Recently I watched a brilliant talk done by Titus Winters, that is based on this recent book “Software engineering at Google“.
One of the things from it that influenced me the most was how time is considered when decisions about software sustainability are made. It also made me think, what if unconsciously (or maybe some folks are doing this consciously) we are doing this all ranging game with levels of professionalism (junior, middle, senior, principal etc.) considering the same dimension, that Titus was talking about – time.
What if junior in our perception is junior because they are currently making the decisions with planning for a short period of time? For example, naturally due to their limited experience both with product and technology probability that they will act in the way that will bring positive influence in the company for a long period of time is smaller in comparison with ones, that has more experience and are willing to act accordingly with it and take responsibility for their actions.

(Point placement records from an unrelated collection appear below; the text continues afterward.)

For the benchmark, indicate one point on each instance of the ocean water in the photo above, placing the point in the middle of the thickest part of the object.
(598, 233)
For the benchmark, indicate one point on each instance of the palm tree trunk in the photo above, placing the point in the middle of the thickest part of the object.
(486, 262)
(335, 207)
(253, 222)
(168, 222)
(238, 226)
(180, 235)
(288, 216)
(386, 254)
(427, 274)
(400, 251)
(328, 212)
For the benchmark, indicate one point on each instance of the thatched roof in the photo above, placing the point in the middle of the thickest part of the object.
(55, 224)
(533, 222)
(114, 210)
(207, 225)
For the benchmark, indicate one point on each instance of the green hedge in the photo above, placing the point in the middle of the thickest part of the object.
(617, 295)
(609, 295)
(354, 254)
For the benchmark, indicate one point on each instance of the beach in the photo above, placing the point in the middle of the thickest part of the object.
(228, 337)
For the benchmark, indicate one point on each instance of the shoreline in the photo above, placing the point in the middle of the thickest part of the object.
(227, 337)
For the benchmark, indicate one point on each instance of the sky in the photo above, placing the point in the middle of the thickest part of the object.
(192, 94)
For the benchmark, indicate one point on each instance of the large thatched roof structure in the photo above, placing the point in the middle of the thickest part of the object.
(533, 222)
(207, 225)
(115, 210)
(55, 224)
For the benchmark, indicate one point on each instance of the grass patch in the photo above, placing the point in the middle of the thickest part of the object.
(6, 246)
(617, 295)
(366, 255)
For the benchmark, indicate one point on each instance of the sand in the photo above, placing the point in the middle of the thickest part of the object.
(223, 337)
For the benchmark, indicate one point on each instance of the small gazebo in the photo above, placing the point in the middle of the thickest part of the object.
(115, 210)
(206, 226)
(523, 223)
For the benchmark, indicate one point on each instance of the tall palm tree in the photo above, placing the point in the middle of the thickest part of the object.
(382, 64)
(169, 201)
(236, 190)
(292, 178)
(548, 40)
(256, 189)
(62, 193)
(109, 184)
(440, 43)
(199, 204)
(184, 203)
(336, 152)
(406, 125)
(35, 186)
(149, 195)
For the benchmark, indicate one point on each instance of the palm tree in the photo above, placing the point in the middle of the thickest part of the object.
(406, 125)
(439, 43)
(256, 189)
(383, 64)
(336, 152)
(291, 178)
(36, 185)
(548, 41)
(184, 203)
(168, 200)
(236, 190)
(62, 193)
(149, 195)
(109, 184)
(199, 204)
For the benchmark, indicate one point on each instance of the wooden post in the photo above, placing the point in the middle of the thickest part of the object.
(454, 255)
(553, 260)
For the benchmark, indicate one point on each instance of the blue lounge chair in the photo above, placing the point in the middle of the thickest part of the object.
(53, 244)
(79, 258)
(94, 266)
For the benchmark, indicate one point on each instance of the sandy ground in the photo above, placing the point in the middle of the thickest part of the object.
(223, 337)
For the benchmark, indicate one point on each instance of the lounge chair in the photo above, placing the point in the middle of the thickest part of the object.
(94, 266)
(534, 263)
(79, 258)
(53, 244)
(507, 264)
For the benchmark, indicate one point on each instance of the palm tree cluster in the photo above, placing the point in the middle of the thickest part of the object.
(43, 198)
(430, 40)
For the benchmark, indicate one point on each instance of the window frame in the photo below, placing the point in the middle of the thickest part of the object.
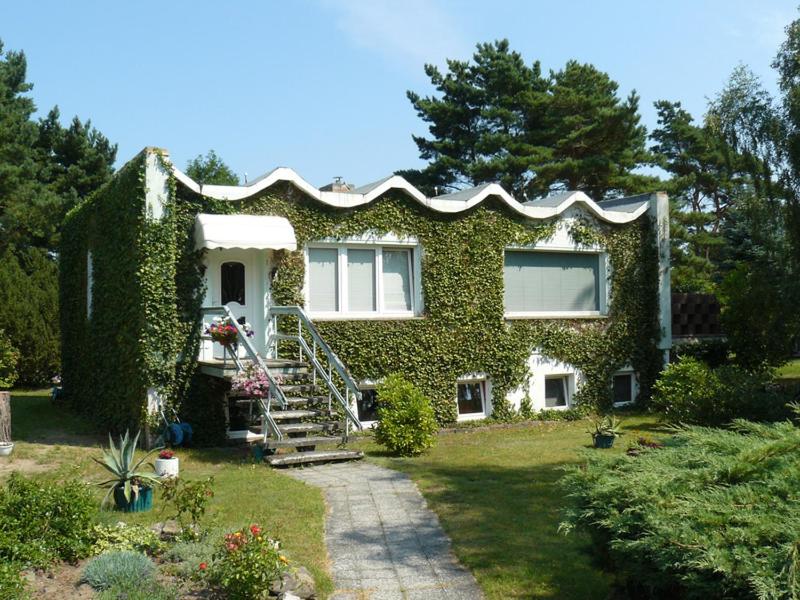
(603, 287)
(568, 380)
(486, 399)
(634, 379)
(378, 245)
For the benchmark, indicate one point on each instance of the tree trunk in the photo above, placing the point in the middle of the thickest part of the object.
(5, 417)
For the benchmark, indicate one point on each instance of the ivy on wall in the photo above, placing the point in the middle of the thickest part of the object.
(145, 324)
(463, 329)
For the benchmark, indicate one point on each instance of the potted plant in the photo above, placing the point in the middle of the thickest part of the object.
(131, 487)
(224, 332)
(167, 464)
(6, 445)
(606, 430)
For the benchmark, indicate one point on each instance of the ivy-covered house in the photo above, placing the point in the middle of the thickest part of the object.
(488, 304)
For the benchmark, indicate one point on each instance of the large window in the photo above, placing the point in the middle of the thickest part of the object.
(361, 280)
(232, 283)
(552, 282)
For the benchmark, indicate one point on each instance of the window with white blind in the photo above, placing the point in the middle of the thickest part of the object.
(361, 280)
(553, 283)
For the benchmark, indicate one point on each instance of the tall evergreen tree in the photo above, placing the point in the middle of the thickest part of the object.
(497, 119)
(45, 169)
(211, 169)
(706, 179)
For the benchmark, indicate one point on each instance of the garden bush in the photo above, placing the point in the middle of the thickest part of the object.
(136, 538)
(12, 586)
(689, 391)
(41, 523)
(147, 590)
(247, 563)
(406, 421)
(712, 514)
(124, 569)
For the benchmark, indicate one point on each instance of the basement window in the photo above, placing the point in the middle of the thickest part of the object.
(556, 391)
(472, 395)
(368, 405)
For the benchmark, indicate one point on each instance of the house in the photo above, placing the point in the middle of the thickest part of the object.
(487, 303)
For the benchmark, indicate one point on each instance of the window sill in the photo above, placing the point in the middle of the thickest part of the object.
(364, 317)
(471, 417)
(554, 315)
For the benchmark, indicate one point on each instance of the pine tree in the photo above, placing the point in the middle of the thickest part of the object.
(498, 119)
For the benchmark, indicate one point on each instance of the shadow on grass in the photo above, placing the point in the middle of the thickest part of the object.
(504, 526)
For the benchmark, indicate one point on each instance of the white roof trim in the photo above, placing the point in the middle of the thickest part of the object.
(244, 231)
(440, 204)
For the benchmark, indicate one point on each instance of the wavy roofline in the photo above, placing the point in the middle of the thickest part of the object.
(464, 200)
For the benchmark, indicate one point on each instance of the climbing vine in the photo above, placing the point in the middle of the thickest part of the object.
(145, 324)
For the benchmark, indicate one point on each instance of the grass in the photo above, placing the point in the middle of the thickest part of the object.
(52, 443)
(496, 494)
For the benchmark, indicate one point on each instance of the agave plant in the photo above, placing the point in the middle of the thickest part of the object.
(119, 461)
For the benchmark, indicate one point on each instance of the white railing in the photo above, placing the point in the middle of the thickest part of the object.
(275, 392)
(327, 372)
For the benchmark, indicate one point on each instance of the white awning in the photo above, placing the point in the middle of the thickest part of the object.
(244, 231)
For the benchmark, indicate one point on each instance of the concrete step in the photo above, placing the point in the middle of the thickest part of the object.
(283, 415)
(305, 427)
(302, 442)
(317, 456)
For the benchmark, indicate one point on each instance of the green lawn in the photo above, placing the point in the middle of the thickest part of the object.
(496, 495)
(790, 370)
(54, 444)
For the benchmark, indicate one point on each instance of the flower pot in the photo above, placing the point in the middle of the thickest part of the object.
(141, 503)
(167, 467)
(603, 441)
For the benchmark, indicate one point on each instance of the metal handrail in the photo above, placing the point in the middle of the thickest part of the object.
(351, 387)
(274, 389)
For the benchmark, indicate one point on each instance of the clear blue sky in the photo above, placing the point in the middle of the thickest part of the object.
(319, 85)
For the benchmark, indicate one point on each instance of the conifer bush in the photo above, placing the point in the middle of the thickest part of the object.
(406, 421)
(715, 513)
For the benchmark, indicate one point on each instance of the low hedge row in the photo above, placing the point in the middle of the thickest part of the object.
(713, 514)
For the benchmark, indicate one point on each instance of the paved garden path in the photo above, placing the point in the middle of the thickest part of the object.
(384, 542)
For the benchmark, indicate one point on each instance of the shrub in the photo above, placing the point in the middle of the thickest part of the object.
(126, 537)
(247, 563)
(406, 422)
(44, 522)
(188, 498)
(187, 556)
(124, 568)
(712, 514)
(12, 585)
(147, 590)
(689, 391)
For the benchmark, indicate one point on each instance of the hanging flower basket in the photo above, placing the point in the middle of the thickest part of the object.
(224, 332)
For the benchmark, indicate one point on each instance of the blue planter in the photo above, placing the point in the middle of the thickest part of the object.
(141, 503)
(603, 441)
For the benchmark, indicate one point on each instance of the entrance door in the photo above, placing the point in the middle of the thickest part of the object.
(236, 279)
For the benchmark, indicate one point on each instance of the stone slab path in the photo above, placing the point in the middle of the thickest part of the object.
(383, 540)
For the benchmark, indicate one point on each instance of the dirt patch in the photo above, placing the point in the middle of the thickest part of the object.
(63, 581)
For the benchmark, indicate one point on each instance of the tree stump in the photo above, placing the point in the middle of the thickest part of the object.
(5, 417)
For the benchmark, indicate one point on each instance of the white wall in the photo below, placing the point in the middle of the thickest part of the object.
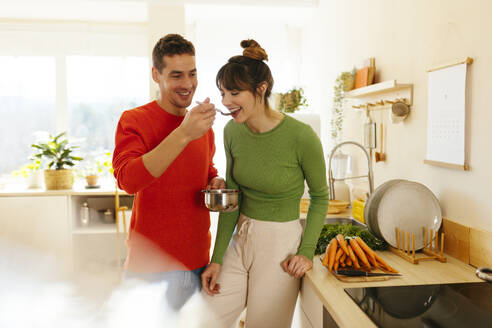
(406, 38)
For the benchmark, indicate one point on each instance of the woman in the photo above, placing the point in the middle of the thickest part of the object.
(269, 155)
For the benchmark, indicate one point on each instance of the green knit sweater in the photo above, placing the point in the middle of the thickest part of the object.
(270, 168)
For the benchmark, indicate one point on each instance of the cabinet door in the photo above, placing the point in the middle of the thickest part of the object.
(311, 305)
(39, 223)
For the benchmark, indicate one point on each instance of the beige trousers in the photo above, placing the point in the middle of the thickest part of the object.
(252, 277)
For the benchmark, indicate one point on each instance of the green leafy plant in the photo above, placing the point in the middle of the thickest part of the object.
(330, 231)
(341, 86)
(57, 152)
(291, 101)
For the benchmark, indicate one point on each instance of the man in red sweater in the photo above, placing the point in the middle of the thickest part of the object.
(163, 155)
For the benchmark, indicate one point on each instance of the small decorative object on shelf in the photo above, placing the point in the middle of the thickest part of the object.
(291, 101)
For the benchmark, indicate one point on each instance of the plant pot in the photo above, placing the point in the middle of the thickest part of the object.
(35, 179)
(91, 180)
(58, 179)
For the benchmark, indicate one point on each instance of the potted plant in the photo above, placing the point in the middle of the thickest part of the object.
(32, 173)
(58, 154)
(343, 83)
(291, 101)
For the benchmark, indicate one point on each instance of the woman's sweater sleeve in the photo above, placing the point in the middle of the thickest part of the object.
(227, 220)
(312, 161)
(212, 171)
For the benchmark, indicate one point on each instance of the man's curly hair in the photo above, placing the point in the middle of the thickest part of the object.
(170, 45)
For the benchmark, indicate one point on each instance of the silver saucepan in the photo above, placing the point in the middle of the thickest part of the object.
(221, 200)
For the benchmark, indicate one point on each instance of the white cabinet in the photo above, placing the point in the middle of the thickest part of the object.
(45, 224)
(311, 306)
(37, 223)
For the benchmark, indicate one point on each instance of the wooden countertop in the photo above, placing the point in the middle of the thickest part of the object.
(347, 314)
(20, 190)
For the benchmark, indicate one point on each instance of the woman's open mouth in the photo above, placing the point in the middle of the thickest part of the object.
(184, 95)
(235, 111)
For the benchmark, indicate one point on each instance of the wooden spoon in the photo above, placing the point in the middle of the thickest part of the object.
(380, 156)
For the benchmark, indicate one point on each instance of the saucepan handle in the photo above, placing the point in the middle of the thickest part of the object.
(484, 273)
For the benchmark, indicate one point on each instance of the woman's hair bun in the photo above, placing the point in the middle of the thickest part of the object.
(253, 50)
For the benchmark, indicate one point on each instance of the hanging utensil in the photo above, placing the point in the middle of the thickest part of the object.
(379, 155)
(369, 132)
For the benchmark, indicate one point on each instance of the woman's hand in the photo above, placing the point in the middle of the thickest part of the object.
(209, 279)
(297, 265)
(216, 183)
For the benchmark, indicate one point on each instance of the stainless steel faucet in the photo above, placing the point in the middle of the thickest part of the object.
(369, 176)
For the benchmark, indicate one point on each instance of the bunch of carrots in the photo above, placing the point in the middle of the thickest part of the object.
(354, 253)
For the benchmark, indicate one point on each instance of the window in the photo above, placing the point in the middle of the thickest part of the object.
(99, 89)
(27, 104)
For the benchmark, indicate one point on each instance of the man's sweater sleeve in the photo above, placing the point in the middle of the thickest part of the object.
(129, 169)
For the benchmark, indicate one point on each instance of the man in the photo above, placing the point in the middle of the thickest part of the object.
(163, 155)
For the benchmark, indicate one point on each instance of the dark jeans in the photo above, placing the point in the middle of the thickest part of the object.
(180, 285)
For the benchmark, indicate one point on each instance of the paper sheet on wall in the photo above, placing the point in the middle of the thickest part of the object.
(446, 115)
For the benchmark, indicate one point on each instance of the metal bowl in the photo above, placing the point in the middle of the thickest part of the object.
(221, 200)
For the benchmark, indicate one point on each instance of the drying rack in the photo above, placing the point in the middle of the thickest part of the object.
(430, 252)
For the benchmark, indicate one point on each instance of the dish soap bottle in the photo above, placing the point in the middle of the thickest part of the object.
(84, 215)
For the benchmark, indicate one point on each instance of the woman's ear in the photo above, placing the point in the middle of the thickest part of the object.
(261, 89)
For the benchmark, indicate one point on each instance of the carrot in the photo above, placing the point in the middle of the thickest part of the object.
(333, 249)
(359, 252)
(338, 255)
(386, 265)
(342, 242)
(367, 250)
(327, 255)
(353, 258)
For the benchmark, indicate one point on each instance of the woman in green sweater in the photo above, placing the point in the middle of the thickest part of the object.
(269, 155)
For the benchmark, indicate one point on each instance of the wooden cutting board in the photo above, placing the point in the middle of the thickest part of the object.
(363, 279)
(360, 279)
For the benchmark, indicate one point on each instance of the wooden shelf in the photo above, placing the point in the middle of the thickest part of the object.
(378, 88)
(95, 228)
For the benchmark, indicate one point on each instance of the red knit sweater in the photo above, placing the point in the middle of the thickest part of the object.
(169, 228)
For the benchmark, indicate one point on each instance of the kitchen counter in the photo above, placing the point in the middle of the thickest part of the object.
(346, 313)
(78, 190)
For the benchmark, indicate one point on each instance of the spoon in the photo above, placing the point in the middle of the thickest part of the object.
(216, 109)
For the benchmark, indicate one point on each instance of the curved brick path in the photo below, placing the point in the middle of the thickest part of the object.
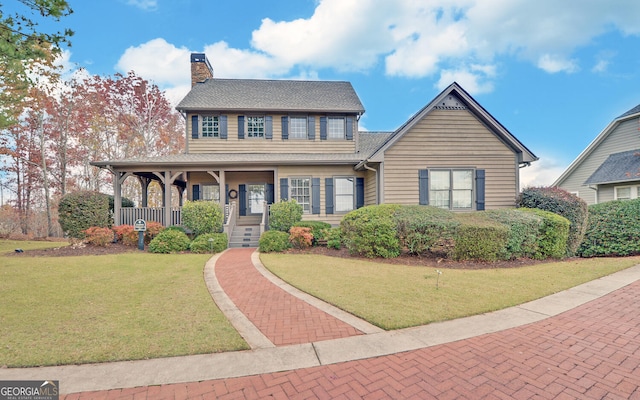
(281, 317)
(590, 352)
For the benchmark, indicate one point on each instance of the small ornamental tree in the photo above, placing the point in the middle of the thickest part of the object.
(563, 203)
(202, 217)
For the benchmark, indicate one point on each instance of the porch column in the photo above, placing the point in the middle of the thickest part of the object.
(144, 187)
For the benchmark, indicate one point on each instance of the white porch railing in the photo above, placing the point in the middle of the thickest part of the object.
(128, 215)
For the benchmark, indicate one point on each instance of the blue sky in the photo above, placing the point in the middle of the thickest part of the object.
(555, 73)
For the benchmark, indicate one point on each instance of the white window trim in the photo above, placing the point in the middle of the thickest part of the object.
(473, 187)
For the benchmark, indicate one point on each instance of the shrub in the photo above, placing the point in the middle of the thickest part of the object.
(371, 231)
(563, 203)
(284, 214)
(201, 244)
(273, 241)
(98, 236)
(553, 234)
(319, 229)
(523, 232)
(419, 228)
(613, 229)
(202, 217)
(479, 238)
(79, 211)
(334, 238)
(169, 241)
(300, 237)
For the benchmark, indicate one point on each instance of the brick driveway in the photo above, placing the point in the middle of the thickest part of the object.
(590, 352)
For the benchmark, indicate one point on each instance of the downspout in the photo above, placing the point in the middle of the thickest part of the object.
(377, 183)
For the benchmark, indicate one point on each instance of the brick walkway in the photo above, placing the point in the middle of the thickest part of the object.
(281, 317)
(591, 352)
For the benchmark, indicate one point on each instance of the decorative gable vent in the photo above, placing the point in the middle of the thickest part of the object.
(451, 102)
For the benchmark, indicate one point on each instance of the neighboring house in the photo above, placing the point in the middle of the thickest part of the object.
(251, 142)
(609, 168)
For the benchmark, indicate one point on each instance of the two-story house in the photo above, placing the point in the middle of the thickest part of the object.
(253, 142)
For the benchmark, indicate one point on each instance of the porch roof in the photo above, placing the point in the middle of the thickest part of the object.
(229, 159)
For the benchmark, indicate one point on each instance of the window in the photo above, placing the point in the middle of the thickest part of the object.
(210, 192)
(335, 128)
(627, 192)
(298, 128)
(301, 192)
(255, 127)
(451, 189)
(344, 189)
(210, 126)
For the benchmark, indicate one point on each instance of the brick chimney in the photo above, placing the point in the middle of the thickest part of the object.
(201, 70)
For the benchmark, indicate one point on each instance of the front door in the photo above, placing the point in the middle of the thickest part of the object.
(255, 198)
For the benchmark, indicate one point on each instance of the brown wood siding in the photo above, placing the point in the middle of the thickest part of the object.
(450, 139)
(276, 145)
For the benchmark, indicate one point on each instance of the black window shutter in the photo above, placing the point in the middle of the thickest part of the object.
(285, 128)
(315, 195)
(240, 126)
(311, 128)
(196, 192)
(349, 130)
(480, 189)
(359, 192)
(268, 127)
(242, 199)
(323, 128)
(423, 187)
(223, 126)
(284, 189)
(328, 195)
(269, 195)
(194, 127)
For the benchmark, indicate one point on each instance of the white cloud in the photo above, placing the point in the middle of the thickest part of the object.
(553, 64)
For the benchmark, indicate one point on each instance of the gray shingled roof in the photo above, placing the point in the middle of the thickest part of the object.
(634, 110)
(272, 95)
(618, 167)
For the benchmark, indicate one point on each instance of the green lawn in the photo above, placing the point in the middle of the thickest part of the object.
(67, 310)
(394, 296)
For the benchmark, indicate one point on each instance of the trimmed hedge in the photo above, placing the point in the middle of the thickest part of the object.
(613, 229)
(371, 231)
(479, 238)
(79, 211)
(169, 241)
(284, 214)
(563, 203)
(202, 216)
(201, 243)
(319, 229)
(274, 241)
(553, 234)
(522, 241)
(420, 228)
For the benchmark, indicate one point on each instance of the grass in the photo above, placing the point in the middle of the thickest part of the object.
(72, 310)
(395, 296)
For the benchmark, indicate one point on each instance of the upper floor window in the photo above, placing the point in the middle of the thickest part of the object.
(255, 127)
(301, 192)
(344, 192)
(210, 126)
(298, 128)
(627, 192)
(451, 189)
(336, 128)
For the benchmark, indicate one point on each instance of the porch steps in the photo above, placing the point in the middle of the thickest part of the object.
(245, 236)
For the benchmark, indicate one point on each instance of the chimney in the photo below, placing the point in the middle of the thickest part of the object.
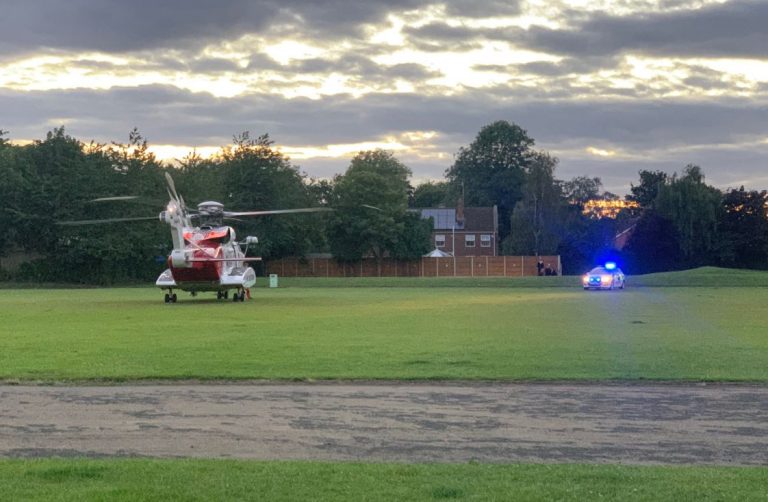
(460, 211)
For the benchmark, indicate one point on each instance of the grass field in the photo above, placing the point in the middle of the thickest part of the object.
(407, 330)
(277, 481)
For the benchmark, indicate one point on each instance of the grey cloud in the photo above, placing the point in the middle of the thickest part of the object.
(116, 26)
(486, 8)
(361, 67)
(730, 29)
(668, 133)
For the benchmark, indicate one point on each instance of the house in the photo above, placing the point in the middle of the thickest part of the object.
(471, 231)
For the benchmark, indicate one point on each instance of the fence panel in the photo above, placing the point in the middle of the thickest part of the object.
(463, 266)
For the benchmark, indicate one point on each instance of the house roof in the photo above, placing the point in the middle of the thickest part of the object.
(443, 219)
(478, 219)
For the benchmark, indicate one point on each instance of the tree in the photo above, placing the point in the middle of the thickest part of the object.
(491, 171)
(744, 226)
(693, 208)
(653, 245)
(581, 189)
(258, 176)
(536, 218)
(430, 194)
(650, 182)
(374, 178)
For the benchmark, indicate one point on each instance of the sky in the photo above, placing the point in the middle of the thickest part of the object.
(609, 87)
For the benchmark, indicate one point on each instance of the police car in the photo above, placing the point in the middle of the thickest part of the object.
(608, 276)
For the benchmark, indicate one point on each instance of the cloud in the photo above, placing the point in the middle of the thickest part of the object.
(735, 29)
(723, 136)
(117, 26)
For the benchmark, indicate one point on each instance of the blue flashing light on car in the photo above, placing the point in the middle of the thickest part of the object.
(608, 276)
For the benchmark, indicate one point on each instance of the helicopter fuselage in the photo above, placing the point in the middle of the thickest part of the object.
(210, 260)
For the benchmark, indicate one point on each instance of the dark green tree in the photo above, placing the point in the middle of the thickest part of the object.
(374, 178)
(744, 226)
(653, 245)
(536, 219)
(491, 170)
(257, 176)
(694, 209)
(431, 194)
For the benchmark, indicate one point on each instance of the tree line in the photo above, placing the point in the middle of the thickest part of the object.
(679, 221)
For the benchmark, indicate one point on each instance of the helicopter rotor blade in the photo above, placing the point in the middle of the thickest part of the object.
(171, 187)
(104, 221)
(117, 197)
(278, 211)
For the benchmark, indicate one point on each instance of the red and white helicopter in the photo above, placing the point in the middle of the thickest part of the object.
(206, 256)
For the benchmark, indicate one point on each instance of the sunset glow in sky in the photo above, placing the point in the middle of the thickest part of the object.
(609, 87)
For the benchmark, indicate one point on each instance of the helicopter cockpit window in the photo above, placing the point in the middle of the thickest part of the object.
(210, 215)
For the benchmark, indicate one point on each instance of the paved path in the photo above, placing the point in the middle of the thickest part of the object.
(691, 424)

You might also say, ok, but why we then so often include for anyone more advanced than middle engineer requirement to be able and willingly do mentor others? I think the answer to this is the same – time, but even more, it is the unpredictability of the time and future reality. By investing actions, energy and responsibilities in other we are making, not only stronger teams, but also provide the opportunity for it to react to upcoming events in the more varied ways. It might sounds too theoretical; however, there are undeniable examples of such thinking. For instance, when your most senior engineer is OOO, and production is down, the level of the team resilience to such event will depend on how many more engineers will be familiar in-depth with all systems that powers product. Such a situation might never happen, or it might, you never know. A less obvious example might be the case when knowledge is shared openly with diverse folks that form a team. As any of them might also have other experiences that are quite different from others, it might potentially lead to breakthrough ideas/features/products. Would it be possible without this first folk having to share all the information and actively mentor others? Who knows. Probability always exists, but with folks who act in a way that will positively influence the long-term future of the team/company/industry, such probabilities are higher.
This is my mental experiment to think about seniorities of folks today. It is no finite, no exhaustive, though I think it is an interesting beam of light that can bring for us more clarity around why we feel/think that some folks are perceived as more senior, and other are currently only on the road to it.